DNA sequencing.

★★★

3-letter sequences encode amino acids in DNA. For example, TTT is phenylalanine and TTA is leucine. This program reads a DNA sequence stored in a file and outputs the number of a particular amino acid in the sequence requested by the user. E.g. in the sequence: ACGTTTGTATTT the sequence TTT appears twice.

Amino acids

Make

Write a program that asks the user to enter three characters and outputs how many times that sequence of characters appears in a file.

Success Criteria

Remember to add a comment before a subprogram, selection or iteration statement to explain its purpose.

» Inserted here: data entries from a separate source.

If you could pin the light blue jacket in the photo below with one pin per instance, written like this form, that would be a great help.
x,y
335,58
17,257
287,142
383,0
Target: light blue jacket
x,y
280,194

Complete the subprogram called get_amino_acid that:

  1. Asks the user to input an amino acid.
  2. Validates the input to ensure only three letters of ACG or T are accepted.
  3. Returns the valid choice.

Complete the subprogram called check_sequence that:

  1. Takes the amino acid as a parameter.
  2. Opens the file called, dna.txt for reading. Note this is included in the Trinket above for you to use as source data.
  3. If the file cannot be found it returns -1.
  4. Reads the file a line at a time.
  5. Counts the number of amino acids found in the file.
  6. Closes the file.
  7. Returns the number of amino acids of the given sequence found.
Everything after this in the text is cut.